The standard data pipeline is illustrated by the diagram.
The explanation of the steps in the pipeline follows.
- Minipilot leverages RedisVL to introduce the semantic cache to the project. The vectorizer is the OpenAI's embedding model
text-embedding-ada-002
. - The history is collected from Redis. It is stored as a Redis list keyed by the user session identifier.
- The conversation history and the last question are condensed into a standalone question, which retrieves a conversation-aware context from Redis with a vector search.
- The context is collected with a range vector search based on the desired threshold and the number of results. Both are configurable (search for
MINIPILOT_CONTEXT_LENGTH
andMINIPILOT_CONTEXT_RELEVANCE_SCORE
) - The history, the context, and the question are assembled in the prompt. The system prompt, together with the assembled prompts, is passed to the LLM. The whole operation is done using LangChain’s ConversationalRetrievalChain API.
- The answer is streamed back to the user.

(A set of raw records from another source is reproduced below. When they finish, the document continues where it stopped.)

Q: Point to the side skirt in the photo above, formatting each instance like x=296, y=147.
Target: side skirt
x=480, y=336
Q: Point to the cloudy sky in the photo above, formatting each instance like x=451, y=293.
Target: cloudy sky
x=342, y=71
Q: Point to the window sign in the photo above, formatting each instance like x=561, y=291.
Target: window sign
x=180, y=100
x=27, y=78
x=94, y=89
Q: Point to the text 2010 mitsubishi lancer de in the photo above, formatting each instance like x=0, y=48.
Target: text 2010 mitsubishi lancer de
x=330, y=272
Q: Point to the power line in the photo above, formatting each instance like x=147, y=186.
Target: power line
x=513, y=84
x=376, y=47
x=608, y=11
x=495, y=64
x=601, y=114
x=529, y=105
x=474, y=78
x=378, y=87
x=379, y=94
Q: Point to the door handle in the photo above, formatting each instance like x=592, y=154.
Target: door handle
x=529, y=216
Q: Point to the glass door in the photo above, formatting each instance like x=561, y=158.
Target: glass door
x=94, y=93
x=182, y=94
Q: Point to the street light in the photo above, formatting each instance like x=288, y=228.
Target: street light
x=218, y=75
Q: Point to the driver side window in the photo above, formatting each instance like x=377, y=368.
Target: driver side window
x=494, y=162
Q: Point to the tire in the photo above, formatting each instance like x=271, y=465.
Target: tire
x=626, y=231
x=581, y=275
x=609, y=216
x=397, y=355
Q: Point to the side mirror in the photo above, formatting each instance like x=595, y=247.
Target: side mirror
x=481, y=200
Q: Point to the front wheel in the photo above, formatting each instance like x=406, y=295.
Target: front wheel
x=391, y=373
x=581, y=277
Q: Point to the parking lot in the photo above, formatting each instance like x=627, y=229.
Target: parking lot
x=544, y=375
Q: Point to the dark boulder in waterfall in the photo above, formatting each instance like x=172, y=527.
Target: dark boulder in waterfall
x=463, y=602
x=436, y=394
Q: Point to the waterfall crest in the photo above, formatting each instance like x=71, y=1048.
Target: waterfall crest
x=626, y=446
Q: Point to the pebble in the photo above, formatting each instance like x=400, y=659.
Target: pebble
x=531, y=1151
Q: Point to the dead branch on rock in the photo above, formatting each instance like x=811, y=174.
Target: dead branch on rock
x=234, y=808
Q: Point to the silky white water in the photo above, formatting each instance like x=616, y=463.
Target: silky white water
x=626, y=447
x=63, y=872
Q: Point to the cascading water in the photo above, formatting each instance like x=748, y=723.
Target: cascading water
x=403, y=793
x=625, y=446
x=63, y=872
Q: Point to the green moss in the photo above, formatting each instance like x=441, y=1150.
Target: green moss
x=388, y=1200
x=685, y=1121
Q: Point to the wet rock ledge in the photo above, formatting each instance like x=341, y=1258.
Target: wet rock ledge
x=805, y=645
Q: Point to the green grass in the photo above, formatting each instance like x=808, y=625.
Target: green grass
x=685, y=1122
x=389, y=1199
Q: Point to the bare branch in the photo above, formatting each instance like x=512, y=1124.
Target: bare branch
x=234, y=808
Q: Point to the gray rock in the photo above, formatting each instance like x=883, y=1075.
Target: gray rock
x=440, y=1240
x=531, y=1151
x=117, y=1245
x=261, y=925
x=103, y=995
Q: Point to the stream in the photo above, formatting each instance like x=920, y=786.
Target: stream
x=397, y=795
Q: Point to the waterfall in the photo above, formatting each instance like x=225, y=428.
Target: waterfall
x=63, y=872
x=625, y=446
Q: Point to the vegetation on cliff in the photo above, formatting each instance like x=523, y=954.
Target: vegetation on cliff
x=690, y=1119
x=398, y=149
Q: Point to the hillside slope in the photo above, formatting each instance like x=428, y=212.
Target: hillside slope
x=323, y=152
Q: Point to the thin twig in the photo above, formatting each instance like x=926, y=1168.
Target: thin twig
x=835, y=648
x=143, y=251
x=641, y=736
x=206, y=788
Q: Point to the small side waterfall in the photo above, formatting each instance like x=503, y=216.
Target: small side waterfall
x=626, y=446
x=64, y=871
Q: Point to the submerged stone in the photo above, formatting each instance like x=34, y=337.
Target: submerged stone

- The question and answer pair is added to the cache if relevant (a basic criterion is represented by the context. If there was at least a result while fetching the context for RAG, then the question is pertinent, and the answer can be saved).
- The interaction is added to the conversation history.
Regarding the interactions with OpenAI, Minipilot uses the chat completion api via the LangChain ChatOpenAI class as well as the text-embedding-ada-002
embedding model for the retrievers and the semantic cache.